A new survey from Citizens Bank explores how mid-market CFOs in the U.S. are anticipating new technologies and market trends for the year to come, with these professionals signaling interest in real-time and electronic payments.
In an announcement Thursday (Dec. 14), Citizens Commercial Banking released the results of its newest survey, which examines input from 300 CFOs at companies with between $25 million and $2 billion in annual revenue. According to the report, mid-market CFOs are prioritizing their ability to keep pace with technological change in the years ahead, which includes the proliferation of electronic payments, real-time payments and big data.
“As the role of the middle-market CFO expands and the anticipated changes in the business landscape take hold, there will be growing demand for trusted financial advisors to help these ‘chief growth officers’ in middle-market companies to take advantage of new opportunities,” said Steve Woods, head of corporate banking for Citizens Bank.
The survey also found that the role of the CFO at mid-market firms is evolving from one that focuses on managing company financials to one with added responsibilities of helping to form company strategies, identifying new opportunities and expanding their companies’ use of technology. Twenty-nine percent said they already spend as much time on company strategy as they do on operational and financial management tasks.
More than 80 percent agreed that a key priority for 2018 will be to continue focusing on operational efficiencies.

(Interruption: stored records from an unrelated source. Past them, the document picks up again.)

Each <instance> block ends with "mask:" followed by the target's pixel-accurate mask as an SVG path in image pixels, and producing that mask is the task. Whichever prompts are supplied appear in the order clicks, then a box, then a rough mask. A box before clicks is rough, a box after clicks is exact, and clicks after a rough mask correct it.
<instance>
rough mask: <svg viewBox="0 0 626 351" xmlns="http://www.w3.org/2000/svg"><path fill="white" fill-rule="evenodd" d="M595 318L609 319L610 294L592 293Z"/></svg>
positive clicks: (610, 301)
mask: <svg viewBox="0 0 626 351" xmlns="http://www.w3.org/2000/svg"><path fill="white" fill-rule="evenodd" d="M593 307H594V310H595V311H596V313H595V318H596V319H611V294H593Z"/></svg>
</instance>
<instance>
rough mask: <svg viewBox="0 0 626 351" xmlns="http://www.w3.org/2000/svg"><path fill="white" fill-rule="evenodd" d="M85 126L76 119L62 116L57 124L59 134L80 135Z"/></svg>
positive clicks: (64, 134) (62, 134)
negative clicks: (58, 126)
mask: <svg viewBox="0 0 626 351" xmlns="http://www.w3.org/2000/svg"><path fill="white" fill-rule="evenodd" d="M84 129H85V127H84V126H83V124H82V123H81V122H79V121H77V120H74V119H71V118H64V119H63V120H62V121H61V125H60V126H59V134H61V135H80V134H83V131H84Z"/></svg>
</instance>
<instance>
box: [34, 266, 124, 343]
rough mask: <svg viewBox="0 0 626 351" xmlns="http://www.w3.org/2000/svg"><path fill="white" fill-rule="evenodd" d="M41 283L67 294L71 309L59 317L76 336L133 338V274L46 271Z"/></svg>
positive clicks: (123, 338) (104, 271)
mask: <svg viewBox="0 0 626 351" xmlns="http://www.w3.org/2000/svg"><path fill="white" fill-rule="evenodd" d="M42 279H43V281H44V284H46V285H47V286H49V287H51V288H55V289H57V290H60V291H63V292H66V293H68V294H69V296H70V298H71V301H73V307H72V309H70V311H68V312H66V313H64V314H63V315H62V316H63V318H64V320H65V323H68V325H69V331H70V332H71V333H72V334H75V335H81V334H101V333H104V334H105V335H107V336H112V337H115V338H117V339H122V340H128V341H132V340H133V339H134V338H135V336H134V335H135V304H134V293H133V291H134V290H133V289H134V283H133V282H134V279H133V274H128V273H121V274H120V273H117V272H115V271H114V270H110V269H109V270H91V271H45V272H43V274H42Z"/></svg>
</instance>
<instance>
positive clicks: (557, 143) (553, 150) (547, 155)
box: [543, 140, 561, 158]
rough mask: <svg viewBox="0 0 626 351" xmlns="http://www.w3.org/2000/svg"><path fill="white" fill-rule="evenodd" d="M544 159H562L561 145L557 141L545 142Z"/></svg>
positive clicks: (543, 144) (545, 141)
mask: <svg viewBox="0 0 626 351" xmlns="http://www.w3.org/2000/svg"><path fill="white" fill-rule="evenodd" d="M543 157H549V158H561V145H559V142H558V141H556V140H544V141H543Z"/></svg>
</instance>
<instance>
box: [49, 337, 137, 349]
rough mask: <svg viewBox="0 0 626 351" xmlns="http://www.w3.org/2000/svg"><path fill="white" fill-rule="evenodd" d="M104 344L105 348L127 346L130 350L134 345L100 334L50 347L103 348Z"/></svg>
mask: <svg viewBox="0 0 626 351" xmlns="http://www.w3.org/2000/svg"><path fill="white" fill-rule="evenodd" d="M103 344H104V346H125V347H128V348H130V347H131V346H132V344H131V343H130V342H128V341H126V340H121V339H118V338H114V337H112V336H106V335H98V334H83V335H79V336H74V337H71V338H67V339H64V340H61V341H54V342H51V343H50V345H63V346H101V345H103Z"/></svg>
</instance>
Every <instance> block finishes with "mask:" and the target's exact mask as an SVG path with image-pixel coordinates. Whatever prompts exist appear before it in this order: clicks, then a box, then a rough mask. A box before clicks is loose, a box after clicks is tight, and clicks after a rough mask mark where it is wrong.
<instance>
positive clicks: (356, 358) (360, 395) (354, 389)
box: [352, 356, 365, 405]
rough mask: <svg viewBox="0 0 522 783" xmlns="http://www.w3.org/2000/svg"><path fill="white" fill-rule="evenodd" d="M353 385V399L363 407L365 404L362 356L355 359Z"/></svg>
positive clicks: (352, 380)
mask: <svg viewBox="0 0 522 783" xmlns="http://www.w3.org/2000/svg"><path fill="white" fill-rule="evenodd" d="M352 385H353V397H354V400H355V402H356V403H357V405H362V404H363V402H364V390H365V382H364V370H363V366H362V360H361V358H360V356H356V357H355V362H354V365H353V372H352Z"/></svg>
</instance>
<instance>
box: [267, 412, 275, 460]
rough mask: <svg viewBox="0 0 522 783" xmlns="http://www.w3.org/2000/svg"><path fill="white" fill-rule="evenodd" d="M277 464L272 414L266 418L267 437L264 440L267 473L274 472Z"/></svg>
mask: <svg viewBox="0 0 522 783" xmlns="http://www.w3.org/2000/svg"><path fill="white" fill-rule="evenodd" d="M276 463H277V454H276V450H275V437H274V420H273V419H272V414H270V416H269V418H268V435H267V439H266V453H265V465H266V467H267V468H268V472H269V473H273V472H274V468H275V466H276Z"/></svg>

Nearly half said they expect their firms to enter new markets, and 46 percent said they expect more product launches in the coming year.
According to Woods, when it comes to financial regulation, middle-market CFOs are particularly interested in tax reform.
“By and large, the CFOs we surveyed are watching the prospects for tax reform closely,” the executive stated. “However, confidence in the new administration’s ability to enact its pro-business agenda appears to be mixed, and companies are continuing to focus on self-funding of growth initiatives.”